The state Senate is urging Congress to end endangered and threatened species protections for gray wolves in Michigan. It passed the resolution Tuesday on a mostly party-line vote.
Michigan has been debating for about two years whether to allow a wolf hunt in the Upper Peninsula. That question was recently put to rest when a federal judge ordered Michigan wolves back on the endangered species list, along with wolves in two other states.
State Sen. Tom Casperson, R-Escanaba, acknowledged that passing a Senate resolution may not have much of an impact. But he says the conversation is too important to end there.
“We are concerned for our children’s safety in our backyards,” said Casperson, who sponsored the resolution.
“When good people stop speaking out in opposing what’s going on here, we lose. And we don’t lose because we’re talking the truth or because we’re right on the issue, we lose because we let them continue to speak and be a megaphone.

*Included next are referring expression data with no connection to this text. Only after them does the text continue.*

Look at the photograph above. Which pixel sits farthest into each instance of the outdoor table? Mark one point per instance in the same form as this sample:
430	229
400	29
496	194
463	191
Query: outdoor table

And then when people don’t understand the issue, we get voted against.”
Opponents of a wolf hunt say Upper Peninsula lawmakers are exaggerating the dangers wolves may pose to livestock and people.
“We can’t find a single documented attack of a gray wolf on a person in Michigan ever,” said state Sen. Rebekah Warren, D-Ann Arbor.
In 2013, Casperson apologized on the floor of the state Senate for including an inaccurate account of a wolf sighting outside a daycare facility in a similar resolution to Congress that the Senate approved in 2011. Casperson’s apology came about a month before Michigan’s first-ever managed wolf hunt in December 2013.